Why `mean` with `dims` argument is so slow?

Consider:

using BenchmarkTools, Statistics
A = randn(4,3,2);
@btime mean($A; dims=1);
#  90.184 ns (1 allocation: 128 bytes)
@btime mean($A);
#  9.891 ns (0 allocations: 0 bytes)

That’s a 10x factor difference! Is there a way to improve over this? A faster way to compute mean along a dimension?

Consider:

julia> A = randn(400,300,200);
julia> using BenchmarkTools
julia> @btime mean($A; dims=1);
  9.917 ms (2 allocations: 468.83 KiB)
julia> @btime mean($A);
  9.615 ms (0 allocations: 0 bytes)

Nanosseconds measures are bullshit.

4 Likes

Perhaps it would be a bit more accurate to say that nanosecond measurements are very delicate because you can very easily end up measuring something other than what you intended to measure.
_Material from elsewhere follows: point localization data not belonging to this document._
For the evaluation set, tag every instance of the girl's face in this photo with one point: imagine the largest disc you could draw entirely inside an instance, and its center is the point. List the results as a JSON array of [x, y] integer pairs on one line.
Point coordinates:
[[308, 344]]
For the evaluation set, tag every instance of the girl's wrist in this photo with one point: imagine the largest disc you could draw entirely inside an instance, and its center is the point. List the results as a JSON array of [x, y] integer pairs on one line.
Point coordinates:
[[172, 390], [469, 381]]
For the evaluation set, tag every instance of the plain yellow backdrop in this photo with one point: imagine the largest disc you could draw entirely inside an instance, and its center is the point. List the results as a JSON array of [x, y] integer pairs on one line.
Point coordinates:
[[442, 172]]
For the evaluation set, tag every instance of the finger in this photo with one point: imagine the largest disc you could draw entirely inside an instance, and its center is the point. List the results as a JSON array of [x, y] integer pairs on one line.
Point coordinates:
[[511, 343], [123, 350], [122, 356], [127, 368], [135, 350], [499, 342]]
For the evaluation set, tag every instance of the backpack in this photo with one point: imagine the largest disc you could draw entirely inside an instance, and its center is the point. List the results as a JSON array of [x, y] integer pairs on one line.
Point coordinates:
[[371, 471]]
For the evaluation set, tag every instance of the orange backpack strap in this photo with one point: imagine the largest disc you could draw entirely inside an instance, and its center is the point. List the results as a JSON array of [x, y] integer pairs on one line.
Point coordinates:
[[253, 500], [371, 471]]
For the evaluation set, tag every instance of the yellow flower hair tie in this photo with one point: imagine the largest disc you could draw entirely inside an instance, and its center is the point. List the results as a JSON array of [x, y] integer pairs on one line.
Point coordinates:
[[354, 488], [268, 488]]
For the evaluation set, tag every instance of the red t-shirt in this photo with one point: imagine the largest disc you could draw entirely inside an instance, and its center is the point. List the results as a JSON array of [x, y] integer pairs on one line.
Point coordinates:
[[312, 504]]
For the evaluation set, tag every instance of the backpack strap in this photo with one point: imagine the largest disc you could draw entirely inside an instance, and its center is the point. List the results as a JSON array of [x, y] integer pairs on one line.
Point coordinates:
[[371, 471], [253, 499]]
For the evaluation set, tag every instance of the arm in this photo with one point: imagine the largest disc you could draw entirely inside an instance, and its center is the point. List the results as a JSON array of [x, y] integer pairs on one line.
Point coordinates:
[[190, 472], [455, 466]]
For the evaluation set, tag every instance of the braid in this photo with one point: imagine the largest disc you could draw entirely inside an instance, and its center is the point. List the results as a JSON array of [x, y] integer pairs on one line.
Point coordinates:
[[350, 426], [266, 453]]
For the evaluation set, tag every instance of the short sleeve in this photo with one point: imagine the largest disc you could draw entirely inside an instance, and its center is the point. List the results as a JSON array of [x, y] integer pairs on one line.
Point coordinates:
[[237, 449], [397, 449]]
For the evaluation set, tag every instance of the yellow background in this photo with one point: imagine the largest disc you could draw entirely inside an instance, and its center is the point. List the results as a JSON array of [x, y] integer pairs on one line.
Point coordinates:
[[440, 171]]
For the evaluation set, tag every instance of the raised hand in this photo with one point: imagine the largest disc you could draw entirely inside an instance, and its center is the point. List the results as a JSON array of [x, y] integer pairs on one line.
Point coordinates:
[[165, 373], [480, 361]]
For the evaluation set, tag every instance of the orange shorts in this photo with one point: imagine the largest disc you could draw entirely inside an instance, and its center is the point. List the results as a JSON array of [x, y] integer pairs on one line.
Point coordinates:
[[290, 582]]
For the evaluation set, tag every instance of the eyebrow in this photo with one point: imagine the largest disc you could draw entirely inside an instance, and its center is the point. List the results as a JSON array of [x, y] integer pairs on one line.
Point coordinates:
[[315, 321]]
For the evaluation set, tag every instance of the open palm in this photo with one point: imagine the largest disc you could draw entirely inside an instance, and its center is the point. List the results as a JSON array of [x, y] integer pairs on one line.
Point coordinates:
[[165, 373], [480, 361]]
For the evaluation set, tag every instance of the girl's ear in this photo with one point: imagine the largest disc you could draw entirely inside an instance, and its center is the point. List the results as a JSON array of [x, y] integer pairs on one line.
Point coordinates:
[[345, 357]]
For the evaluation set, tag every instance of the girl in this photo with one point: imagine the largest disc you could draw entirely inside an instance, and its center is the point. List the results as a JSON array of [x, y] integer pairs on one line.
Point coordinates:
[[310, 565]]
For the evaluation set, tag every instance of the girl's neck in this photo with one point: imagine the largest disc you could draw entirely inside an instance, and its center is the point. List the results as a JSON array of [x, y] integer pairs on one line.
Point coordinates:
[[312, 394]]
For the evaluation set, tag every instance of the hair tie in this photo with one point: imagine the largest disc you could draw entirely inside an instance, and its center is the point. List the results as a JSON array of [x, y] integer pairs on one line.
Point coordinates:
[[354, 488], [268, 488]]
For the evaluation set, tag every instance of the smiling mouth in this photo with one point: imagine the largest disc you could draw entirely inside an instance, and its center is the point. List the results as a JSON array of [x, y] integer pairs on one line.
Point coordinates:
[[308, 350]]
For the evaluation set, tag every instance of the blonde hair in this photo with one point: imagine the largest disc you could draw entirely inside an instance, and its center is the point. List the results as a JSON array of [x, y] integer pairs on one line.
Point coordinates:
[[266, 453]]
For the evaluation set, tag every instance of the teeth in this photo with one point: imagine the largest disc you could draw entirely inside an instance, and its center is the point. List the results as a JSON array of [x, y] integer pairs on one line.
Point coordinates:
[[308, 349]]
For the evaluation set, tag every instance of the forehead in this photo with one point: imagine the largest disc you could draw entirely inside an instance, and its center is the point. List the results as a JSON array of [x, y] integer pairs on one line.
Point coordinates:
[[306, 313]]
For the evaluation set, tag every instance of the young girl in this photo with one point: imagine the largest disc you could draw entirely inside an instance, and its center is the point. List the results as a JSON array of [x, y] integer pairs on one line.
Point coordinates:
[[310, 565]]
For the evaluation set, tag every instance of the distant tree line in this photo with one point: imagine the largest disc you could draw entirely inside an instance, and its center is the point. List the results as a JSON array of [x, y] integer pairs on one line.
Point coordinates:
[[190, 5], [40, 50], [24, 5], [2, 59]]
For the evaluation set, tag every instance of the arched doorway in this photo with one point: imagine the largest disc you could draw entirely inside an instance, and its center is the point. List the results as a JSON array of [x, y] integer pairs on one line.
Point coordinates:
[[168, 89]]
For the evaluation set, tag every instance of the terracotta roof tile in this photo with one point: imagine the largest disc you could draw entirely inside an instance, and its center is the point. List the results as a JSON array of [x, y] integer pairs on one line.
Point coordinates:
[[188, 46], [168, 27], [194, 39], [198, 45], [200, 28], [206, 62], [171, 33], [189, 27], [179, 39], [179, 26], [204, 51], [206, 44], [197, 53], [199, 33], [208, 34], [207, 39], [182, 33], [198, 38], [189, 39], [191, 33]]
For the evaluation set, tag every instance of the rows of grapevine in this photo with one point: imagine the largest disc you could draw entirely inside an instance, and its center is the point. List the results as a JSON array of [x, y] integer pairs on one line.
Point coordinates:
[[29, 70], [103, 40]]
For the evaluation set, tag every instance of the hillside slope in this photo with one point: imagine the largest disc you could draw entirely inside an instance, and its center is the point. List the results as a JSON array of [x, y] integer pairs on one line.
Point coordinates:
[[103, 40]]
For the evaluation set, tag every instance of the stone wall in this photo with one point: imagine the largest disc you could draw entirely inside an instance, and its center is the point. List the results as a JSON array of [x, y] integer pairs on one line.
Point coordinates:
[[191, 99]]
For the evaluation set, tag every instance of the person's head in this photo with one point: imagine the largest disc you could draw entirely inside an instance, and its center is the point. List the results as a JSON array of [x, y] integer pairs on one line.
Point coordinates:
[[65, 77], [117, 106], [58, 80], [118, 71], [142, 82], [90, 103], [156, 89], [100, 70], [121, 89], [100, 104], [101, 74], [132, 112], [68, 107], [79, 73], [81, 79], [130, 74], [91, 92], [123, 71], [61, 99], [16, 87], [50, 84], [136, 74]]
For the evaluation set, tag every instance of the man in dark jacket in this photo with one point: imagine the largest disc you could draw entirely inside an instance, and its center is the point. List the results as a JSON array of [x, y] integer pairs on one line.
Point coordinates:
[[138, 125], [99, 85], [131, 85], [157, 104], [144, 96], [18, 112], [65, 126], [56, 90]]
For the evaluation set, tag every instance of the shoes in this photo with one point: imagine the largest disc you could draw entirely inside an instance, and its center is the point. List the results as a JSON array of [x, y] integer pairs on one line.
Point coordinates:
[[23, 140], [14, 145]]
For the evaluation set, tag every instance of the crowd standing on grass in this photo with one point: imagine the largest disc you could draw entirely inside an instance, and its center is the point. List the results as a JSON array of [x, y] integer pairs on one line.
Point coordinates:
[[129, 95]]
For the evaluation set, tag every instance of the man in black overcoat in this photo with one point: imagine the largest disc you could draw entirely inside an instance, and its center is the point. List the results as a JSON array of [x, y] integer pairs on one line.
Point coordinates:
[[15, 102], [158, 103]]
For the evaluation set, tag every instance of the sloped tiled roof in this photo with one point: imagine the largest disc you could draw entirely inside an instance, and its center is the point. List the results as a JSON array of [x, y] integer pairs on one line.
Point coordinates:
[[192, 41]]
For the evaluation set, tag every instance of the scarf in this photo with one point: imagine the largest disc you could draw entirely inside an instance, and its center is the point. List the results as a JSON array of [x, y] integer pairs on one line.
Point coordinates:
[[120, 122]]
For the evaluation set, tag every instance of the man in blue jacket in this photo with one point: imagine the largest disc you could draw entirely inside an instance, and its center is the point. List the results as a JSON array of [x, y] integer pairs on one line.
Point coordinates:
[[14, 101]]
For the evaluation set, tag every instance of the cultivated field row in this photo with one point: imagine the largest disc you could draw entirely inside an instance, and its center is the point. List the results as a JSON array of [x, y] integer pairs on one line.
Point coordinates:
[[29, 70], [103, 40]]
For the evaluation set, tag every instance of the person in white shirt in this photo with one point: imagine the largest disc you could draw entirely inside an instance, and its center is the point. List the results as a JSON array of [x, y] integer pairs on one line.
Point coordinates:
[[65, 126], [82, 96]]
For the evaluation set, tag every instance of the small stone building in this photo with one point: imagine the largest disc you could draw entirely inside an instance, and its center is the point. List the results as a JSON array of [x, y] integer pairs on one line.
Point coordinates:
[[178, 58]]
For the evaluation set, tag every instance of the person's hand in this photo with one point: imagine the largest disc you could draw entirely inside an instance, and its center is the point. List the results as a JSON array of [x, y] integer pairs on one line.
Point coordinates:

I believe this is what is happening in the benchmark reported by the OP: mean(A) returns a scalar and so it is allocation-free, while mean(A, dims=1) returns a vector and so it must perform at least one allocation, and this allocation ends up dominating the overall runtime.

6 Likes

Well, it’s an 80 ns difference. You can avoid some of it by pre-allocating the output in the shape you want:

julia> using BenchmarkTools, Statistics

julia> A = randn(4,3,2);

julia> @btime mean($A; dims=1);
  101.318 ns (1 allocation: 128 bytes)

julia> @btime mean($A);
  10.427 ns (0 allocations: 0 bytes)

julia> m = zeros(1, 3, 2);

julia> @btime mean!($m, $A);
  62.747 ns (0 allocations: 0 bytes)
5 Likes

Oh, I should have tested on larger matrices!